2

I have a JSON "database" - it's a python list of JSON objects:

[{'_id': 'TRANSACTION0', 'Offer': {'From': 'merchant1', 'To': 'customer1', 'Item': 'Car', 'Price': 1000, 'Timestamp': 2}, 'Accept': {'Quantity': 1, 'Address': '123 Fake Street', 'Timestamp': 5}},
{'_id': 'TRANSACTION1', 'Offer': {'From': 'merchant1', 'To': 'customer2', 'Item': 'Computer', 'Price': 500, 'Timestamp': 5}},
{'_id': 'TRANSACTION2', 'Offer': {'From': 'merchant3', 'To': 'customer3', 'Item': 'Garbage bin', 'Price': 10, 'Timestamp': 0}, 'Accept': {'Quantity': 2, 'Address': '456 MadeUp Road', 'Timestamp': 1}},
{'_id': 'TRANSACTION3', 'Offer': {'From': 'merchant2', 'To': 'customer1', 'Item': 'Car', 'Price': 2000, 'Timestamp': 3}, 'Accept': {'Quantity': 2, 'Address': 'The White House', 'Timestamp': 3}},
{'_id': 'TRANSACTION4', 'Offer': {'From': 'merchant3', 'To': 'customer3', 'Item': 'Pens', 'Price': 2, 'Timestamp': 0}, 'Accept': {'Quantity': 4, 'Address': 'Houses of Parliment', 'Timestamp': 1}},
{'_id': 'TRANSACTION5', 'Offer': {'From': 'merchant4', 'To': 'customer1', 'Item': 'Headphones', 'Price': 200, 'Timestamp': 4}},
{'_id': 'TRANSACTION6', 'Offer': {'From': 'merchant1', 'To': 'customer2', 'Item': 'Water Bottle', 'Price': 1, 'Timestamp': 1}, 'Accept': {'Quantity': 3, 'Address': 'Timbuktu', 'Timestamp': 14}},
{'_id': 'TRANSACTION7', 'Offer': {'From': 'merchant2', 'To': 'customer3', 'Item': 'Laptop', 'Price': 900, 'Timestamp': 0}},
{'_id': 'TRANSACTION8', 'Offer': {'From': 'merchant4', 'To': 'customer1', 'Item': 'Chair', 'Price': 80, 'Timestamp': 3}, 'Accept': {'Quantity': 1, 'Address': 'Mordor', 'Timestamp': 3}},
{'_id': 'TRANSACTION9', 'Offer': {'From': 'merchant3', 'To': 'customer3', 'Item': 'Garbage bin', 'Price': 5, 'Timestamp': 2}, 'Accept': {'Quantity': 2, 'Address': 'The wall', 'Timestamp': 2}}]

My intention is to use queries, which will be stored in dictionaries, against this database. In this example, the dictionary contains:

a_dict = {"query1": "'Offer' and 'Accept'"}

Note that the dictionary will contain more queries, and also more complicated queries (e.g. (cond1 and cond2) or (cond2 and cond3)), but I need to understand why Python is doing what it's doing (and how to overcome it) as opposed to solely what the solution is.

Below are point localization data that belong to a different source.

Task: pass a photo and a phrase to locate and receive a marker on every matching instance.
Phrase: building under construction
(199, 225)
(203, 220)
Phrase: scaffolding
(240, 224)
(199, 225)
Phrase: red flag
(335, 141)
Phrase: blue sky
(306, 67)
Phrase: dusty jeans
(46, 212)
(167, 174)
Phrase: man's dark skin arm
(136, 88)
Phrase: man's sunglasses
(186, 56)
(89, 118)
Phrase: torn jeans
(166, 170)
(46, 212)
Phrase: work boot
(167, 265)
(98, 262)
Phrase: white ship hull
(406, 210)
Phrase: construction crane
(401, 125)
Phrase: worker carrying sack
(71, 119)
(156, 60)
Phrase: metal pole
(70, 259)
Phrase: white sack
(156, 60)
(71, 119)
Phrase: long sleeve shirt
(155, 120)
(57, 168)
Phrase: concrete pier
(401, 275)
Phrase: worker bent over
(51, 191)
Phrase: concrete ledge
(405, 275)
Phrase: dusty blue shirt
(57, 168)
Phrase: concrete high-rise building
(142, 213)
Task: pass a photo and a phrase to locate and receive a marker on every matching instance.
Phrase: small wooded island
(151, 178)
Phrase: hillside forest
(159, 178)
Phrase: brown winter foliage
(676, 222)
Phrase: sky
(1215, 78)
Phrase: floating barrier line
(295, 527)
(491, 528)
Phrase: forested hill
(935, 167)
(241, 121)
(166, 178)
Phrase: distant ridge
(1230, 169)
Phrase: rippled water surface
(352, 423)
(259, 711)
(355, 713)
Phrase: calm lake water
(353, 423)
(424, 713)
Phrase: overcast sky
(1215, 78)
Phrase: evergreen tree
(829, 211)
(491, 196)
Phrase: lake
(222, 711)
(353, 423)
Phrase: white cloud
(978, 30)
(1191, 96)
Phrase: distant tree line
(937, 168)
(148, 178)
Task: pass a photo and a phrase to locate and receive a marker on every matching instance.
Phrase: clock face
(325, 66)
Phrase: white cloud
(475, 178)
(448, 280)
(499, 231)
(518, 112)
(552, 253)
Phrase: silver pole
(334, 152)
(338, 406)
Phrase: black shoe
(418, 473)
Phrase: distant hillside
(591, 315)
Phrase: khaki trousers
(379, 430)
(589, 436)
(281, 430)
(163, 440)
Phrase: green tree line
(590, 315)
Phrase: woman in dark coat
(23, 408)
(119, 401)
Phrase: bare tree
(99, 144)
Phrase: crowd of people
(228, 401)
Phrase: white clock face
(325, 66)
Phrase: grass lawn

I need to have something which evaluates and runs query1 correctly. My wrongful implementation is currently:

if (eval(a_dict["query1"]) + "in i"):

This is the same as:

if 'Offer' and 'Accept' in i:

Due to short-circuiting, this evaluates to only checking whether Accept is in i. In this example, everytime there is an Accept there is an Offer, but this may not always be the case.

A rightful if statement would be:

if 'Offer' in i and 'Accept' in i:

However, this isn't easily composable from the type of potential queries I would have. Ideally, I'd like to have an elegant solution which was "plug and play", similar to my eval if statement given above.

Is there anyway to be able take a particular query from a dictionary, plug that into an if statement, and then run that if statement as I'm intending (under the assumption that all the queries make logical sense)?

https://www.python.org/dev/peps/pep-0308/ This article says FAQ 4.16 gives alternatives, but I can't seem to find it anywhere

Nihir
  • 344
  • 2
  • 16

3 Answers3

3

Please don't use eval to do queries. This is guaranteed to blow up in your face when you don't expect it. Maybe you've heard of SQL injections; the security implications of using eval to build queries are huge.

A filter-based query system

Instead, begin by writing filter functions for common queries. This will also solve your problem and provide a "plug-and-play" way to compose queries.

Here's a pointer as to how to implement it:

Think of a query as a function which takes as arguments a few literal values (and, implicitly, a set of records), and returns a resultset of records. Ditching the list and using the set datatype for the resultset, keyed by your record id, will increase performance a lot.

Then an "AND" becomes a function which takes two (or more) sets of records and builds the set intersection of them, and an "OR" becomes a function which takes two (or more) sets of records and builds the union of them. (NOT would be the set difference between the whole set of records and one or more subsets).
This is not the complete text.